= Hubert Rostaing =

French musician (1918–1990)

Hubert Rostaing (17 September 1918 – 10 June 1990) was a French jazz clarinetist and tenor saxophonist. Born in Lyon, he grew up in Algiers, where he learned to play clarinet and saxophone. After moving to Paris, Rostaing took the place of Stéphane Grappelli in Django Reinhardt's Quintette du Hot Club de France and performed with them on and off from 1940 to 1948. Roastaing then worked as a bandleader, performing in collaboration with André Hodeir, among others. Outside jazz, he also performed rock and roll and classical music. In the last part of his life, he worked as a composer, arranger, orchestrator, conductor and music director on 53 films and television series before his death from liver cancer in Paris.

==Early life==
Rostaing was born in Lyon on 17 September 1918 and moved to Algiers with his family in his youth. While there, he was a student at the local conservatory of music and played clarinet and saxophone at local venues as a teenager with the Red Hotters. He later performed on some tours of North Africa, visiting Morocco and Tunisia. After a 1938 tour of Luxembourg, Rostaing moved to Paris, wishing to perform at nightclubs at the Place Pigalle. He went to Lille and returned to Algiers for a while but moved back to Paris in 1940 to perform cabaret on the Champs-Elysées.

==Career==
Django Reinhardt's Quintette du Hot Club de France was performing in England around this time, which coincided with the advent of the Second World War. After Reinhardt and the other members decided to return to France, Stéphane Grappelli stayed in London; missing a member, Reinhardt first asked Alix Combelle to join them, but he declined after finding another job. Combelle instead passed on Rostaing's name, who joined the quintet. He originally performed on saxophone, but switched to clarinet. While his early playing suffered from a lack of experience, Rostaing practiced hard, and by 1944 he would be named the best clarinetist of the Hot Club in a survey. His playing was influenced by the style of Benny Goodman.

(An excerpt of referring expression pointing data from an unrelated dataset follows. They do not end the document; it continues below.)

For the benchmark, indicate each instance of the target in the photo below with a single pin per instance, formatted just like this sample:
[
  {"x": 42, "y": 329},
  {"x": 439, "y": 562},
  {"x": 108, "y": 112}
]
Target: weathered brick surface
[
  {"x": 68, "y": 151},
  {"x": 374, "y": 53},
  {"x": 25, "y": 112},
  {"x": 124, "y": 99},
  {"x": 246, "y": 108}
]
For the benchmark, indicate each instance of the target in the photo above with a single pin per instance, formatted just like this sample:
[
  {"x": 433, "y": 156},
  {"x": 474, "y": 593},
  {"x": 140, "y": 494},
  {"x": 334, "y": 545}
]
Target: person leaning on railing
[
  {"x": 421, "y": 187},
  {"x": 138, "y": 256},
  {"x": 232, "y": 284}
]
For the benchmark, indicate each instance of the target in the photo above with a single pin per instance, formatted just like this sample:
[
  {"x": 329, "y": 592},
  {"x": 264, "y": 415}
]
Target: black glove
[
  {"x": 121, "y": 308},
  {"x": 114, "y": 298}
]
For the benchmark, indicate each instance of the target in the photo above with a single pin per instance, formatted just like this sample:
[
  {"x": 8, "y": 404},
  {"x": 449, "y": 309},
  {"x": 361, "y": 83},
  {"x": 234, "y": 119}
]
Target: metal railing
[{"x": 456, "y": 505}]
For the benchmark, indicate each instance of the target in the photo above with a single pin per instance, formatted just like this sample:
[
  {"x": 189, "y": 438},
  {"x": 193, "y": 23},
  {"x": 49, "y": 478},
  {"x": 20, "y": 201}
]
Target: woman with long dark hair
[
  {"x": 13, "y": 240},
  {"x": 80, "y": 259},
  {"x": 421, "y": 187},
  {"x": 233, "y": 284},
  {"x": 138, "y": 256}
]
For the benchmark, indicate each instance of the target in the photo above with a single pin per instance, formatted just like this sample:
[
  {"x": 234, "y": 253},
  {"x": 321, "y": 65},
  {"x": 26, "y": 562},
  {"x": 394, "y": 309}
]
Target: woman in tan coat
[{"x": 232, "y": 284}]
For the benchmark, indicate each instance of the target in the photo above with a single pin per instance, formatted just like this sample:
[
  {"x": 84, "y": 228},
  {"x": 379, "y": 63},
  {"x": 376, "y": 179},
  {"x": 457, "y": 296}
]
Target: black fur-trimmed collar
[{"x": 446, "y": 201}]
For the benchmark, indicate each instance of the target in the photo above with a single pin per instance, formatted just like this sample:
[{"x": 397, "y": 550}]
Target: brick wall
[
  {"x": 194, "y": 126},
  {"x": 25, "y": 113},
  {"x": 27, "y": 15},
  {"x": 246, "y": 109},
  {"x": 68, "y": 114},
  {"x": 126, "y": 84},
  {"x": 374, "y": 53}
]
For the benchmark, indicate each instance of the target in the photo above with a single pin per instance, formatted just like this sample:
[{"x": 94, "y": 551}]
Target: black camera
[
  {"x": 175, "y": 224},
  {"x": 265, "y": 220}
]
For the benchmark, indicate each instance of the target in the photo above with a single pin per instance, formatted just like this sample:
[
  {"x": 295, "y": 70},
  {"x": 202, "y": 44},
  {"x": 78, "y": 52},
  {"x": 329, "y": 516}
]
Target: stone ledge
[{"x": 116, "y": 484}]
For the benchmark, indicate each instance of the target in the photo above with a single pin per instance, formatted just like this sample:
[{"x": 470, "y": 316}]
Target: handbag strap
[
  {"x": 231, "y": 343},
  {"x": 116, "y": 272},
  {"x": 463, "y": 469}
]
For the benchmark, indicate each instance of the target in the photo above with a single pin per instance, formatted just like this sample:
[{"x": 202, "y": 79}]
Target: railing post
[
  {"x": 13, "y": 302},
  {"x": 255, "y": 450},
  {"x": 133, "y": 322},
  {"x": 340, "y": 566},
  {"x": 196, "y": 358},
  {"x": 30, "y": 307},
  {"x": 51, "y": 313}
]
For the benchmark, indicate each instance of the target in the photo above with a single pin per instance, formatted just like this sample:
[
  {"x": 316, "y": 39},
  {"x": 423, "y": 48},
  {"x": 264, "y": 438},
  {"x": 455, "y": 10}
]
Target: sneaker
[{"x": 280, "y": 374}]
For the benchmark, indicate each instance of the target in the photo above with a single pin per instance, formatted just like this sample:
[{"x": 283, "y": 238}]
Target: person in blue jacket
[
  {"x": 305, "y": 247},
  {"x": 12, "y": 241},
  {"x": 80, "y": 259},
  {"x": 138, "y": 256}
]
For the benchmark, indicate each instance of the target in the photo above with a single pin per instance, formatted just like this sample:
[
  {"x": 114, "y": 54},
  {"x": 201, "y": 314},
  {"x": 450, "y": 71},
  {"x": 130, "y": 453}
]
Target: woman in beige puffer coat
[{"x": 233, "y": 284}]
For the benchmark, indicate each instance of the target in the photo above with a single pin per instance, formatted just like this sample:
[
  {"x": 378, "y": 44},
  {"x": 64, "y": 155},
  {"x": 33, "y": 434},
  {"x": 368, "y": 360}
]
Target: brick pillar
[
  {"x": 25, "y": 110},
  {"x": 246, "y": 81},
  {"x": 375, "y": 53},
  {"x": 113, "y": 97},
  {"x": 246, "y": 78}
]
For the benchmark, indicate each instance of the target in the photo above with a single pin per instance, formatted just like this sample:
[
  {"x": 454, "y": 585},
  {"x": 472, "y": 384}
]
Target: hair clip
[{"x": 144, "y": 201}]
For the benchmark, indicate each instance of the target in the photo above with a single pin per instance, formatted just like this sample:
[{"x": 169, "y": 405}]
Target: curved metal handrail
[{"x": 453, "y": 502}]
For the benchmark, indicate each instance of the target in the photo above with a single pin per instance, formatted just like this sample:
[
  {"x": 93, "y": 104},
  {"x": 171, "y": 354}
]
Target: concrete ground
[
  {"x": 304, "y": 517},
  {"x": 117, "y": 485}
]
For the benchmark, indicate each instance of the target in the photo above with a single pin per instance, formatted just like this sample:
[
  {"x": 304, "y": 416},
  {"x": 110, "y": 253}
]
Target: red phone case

Rostaing continued to perform on-and-off with Reinhardt until 1948. During his time with the quintet, he had begun to make recordings as a bandleader, collaborating with performers such as Raymond Legrand, Aimé Barelli, Harry Cooper, Jacques Hélian, and Rex Stewart. Another partnership was formed with André Hodeir: Rostaing performed on several of his scores, including Autour d’un Récif (1949) and Saint-Tropez (1953). Demonstrating his range, he would also perform rock and roll under several pseudonyms (Earl Cadillac, Dick Rasurell, and Joe Kalamazoo), and classical music, including the world premiere of Jean Barraqué's Concerto (which he was one of the dedicatees of) with the BBC Symphony Orchestra.

From 1956 until his death, Rostaing worked as a composer, arranger, orchestrator, conductor and music director. He worked on a total of 53 films and television series, such as Naughty Girl (1956), Where Is Parsifal? (1984), and Eye of the Widow (1991).

==Death and legacy==
Rostaing died of liver cancer in Paris on 10 June 1990. Writing on his legacy in The Clarinet, Jesse Krebs said that he left an "important legacy of collaboration with Django Reinhardt", and "deserves appreciation and recognition for the versatility and impact of his tremendous career".